Following the American Psychological Association’s Guidelines
Crime is widespread. Everywhere we go, anywhere in the world, somebody is stealing, dealing drugs, or even trying to take the life of another. Community corrections are operational in most countries in an effort to keep law-abiding citizens safe. Corrections removes law breakers, segregating them from society sometimes forever, and sometimes in an effort to reintroduce them after their debt is paid. Some countries, like the United States, benefit greatly off the many facets of the community corrections program that exist within the country. Other countries attempt to recognize many criminals are capable of change, make use of them in the community, and rather than turn jails into a business, funnel functioning criminals back into society once they are ready to follow society’s rules. It is my belief American society would be better if we were able to function more like these other countries, without preying on the mistakes of others, but instead utilizing their skills while they repaid their debts, and then releasing them for good.

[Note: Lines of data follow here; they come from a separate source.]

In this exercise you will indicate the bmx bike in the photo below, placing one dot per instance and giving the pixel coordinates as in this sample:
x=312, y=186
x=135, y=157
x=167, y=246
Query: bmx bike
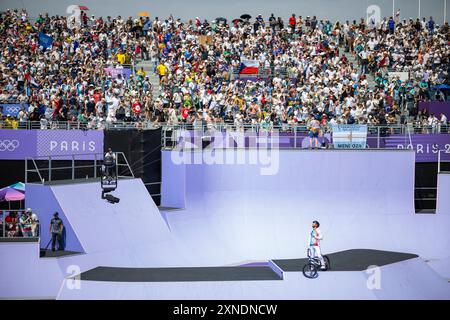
x=310, y=270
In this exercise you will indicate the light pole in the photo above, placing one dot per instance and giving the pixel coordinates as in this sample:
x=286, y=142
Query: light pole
x=445, y=11
x=419, y=9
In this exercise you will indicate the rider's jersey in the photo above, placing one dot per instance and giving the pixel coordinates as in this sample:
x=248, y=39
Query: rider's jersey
x=312, y=240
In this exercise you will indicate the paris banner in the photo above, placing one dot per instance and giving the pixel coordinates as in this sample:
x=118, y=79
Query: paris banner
x=349, y=136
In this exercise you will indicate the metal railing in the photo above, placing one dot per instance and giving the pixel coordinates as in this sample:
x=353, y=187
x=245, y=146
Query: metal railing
x=441, y=161
x=149, y=125
x=15, y=228
x=288, y=136
x=44, y=167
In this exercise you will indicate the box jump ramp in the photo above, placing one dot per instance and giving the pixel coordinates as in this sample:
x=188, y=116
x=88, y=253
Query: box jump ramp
x=239, y=233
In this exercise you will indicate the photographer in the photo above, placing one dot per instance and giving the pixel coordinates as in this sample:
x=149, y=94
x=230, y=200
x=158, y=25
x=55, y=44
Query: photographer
x=56, y=230
x=109, y=162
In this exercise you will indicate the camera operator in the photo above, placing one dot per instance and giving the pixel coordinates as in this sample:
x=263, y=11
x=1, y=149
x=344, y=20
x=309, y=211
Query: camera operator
x=109, y=162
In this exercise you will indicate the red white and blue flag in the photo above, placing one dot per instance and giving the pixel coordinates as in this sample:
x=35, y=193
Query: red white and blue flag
x=249, y=67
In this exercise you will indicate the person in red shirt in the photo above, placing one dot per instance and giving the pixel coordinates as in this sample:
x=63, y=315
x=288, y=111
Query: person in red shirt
x=57, y=104
x=292, y=22
x=97, y=96
x=11, y=225
x=185, y=113
x=137, y=108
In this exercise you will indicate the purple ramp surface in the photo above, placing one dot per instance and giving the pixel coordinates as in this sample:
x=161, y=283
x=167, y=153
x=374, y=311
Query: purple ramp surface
x=443, y=194
x=44, y=203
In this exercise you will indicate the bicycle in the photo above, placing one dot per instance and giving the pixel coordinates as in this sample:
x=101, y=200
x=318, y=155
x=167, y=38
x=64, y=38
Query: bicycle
x=310, y=269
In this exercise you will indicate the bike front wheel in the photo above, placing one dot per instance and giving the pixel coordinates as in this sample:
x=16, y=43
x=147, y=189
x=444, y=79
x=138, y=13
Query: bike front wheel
x=327, y=263
x=310, y=271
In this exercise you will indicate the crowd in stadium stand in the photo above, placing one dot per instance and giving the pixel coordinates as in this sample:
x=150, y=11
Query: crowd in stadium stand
x=15, y=224
x=308, y=73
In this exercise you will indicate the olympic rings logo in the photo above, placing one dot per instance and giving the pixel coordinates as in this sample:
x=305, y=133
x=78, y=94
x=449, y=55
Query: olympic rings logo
x=13, y=109
x=9, y=145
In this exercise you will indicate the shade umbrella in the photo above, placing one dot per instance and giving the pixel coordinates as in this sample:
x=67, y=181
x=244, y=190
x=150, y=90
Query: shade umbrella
x=221, y=19
x=10, y=194
x=19, y=186
x=441, y=87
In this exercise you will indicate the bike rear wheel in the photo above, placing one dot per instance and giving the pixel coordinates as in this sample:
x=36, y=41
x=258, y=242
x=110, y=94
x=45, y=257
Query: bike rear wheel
x=310, y=271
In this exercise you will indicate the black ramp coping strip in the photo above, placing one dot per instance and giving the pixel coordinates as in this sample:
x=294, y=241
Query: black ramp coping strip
x=179, y=274
x=350, y=260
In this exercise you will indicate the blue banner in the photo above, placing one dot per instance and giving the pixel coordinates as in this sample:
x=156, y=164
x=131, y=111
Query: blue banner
x=13, y=109
x=349, y=136
x=45, y=41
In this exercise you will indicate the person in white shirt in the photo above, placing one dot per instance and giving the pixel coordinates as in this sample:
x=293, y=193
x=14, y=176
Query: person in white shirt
x=314, y=243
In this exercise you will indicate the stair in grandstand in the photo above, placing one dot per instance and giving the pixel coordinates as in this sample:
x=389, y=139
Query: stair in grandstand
x=149, y=67
x=425, y=199
x=352, y=59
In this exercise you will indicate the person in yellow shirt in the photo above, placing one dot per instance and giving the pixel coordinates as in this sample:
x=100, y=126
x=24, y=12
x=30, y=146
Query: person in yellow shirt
x=141, y=73
x=121, y=57
x=161, y=69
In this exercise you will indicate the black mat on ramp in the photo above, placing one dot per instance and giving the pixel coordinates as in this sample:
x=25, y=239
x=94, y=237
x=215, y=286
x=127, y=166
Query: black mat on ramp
x=179, y=274
x=350, y=260
x=56, y=254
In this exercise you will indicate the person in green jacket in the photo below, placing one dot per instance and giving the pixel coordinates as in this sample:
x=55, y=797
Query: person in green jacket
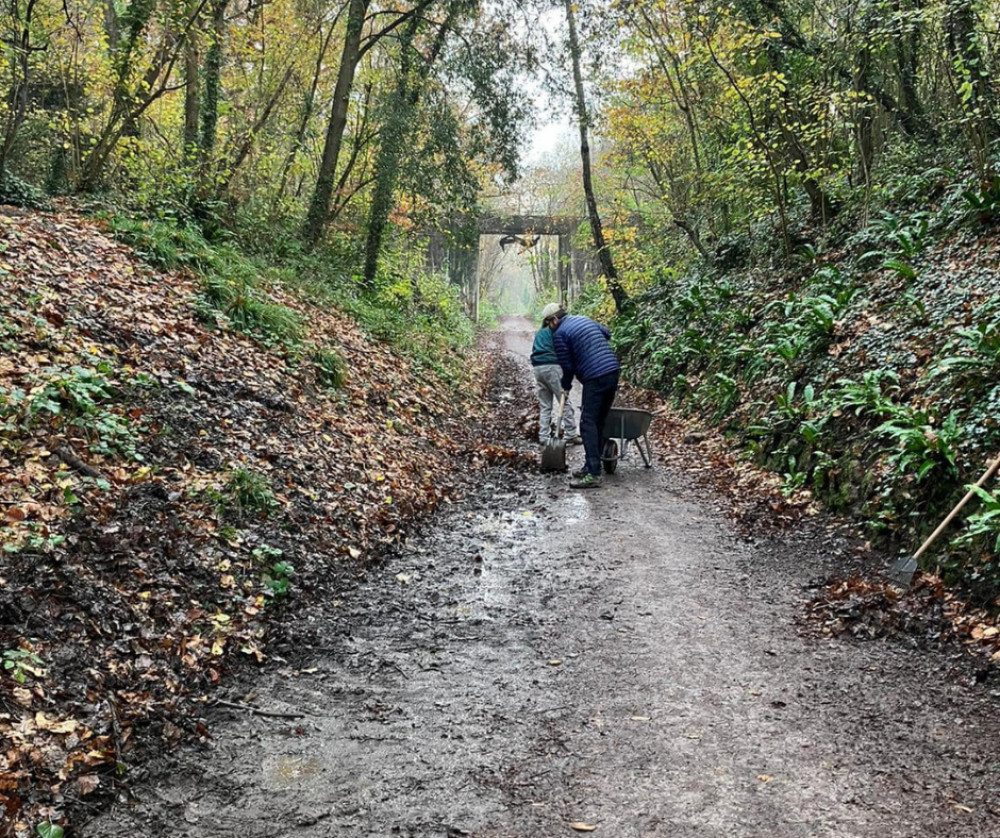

The term community correction has become more difficult to define over the years as the public and private justice systems have expanded to fit the needs of society. Once just a system of courts and prisons, we now see a system of courts, prisons, juvenile detention centers, holding cells, and various other impositions placed on criminals in order to keep law-abiding citizens safe. Essentially, community corrections are sanctions the law imposes on convicted criminals, both adult and juvenile, occurring in community or residential settings. The act must occur, therefore, outside of a jail or prison in order to be considered a community correction. The corrections are therein enforced by those bestowed with legal authority such as law enforcement, or the courts. According to Burk Foster’s, “Corrections: The Fundamentals,” there are many punishments and restrictions still being put in place between prison and probation in order to expand the community correction services offered by the justice system .
Community corrections influence the communities in which it is practices in a variety of ways. For example, many criminals are released on probation. Probation is often not successful due to overworked probation officers or the management of the system itself . Therefore, this branch of community corrections does the community little good, as it is likely these criminals will commit their previous deeds, or new ones, again. Rehabilitation is difficult, and with the system cutting spending and employees overworked, it is nearly impossible to give convicted criminals the attention they need. Furthermore, there is a general attitude in some neighborhoods that only the “essential” criminals should be removed from communities, leaving behind the ones that will not do detrimental harm to anybody . While there is a small crumb of logic in this argument, the fact remains the system leaves criminals on the street with the hope they will not harm anybody in the community.
It would appear then, as hypothesized, that the strict correctional system of other countries may not have it entirely correct, but they may be on a better track than the American system. The American justice system, for example, wastes money on probation, which in many instances is unsuccessful. Probationary officers are often overloaded with cases and are unable to check up on each of the convicted criminals they are supposed to be watching. This allows these criminals to slowly, or quickly, slip back into old habits unnoticed. Crimes are committed and rehabilitation is impossible. Meanwhile, millions of tax dollars go wasted on a futile venture. Americans have essentially turned prisons and the justice system into a business while calling it a rehabilitations venture .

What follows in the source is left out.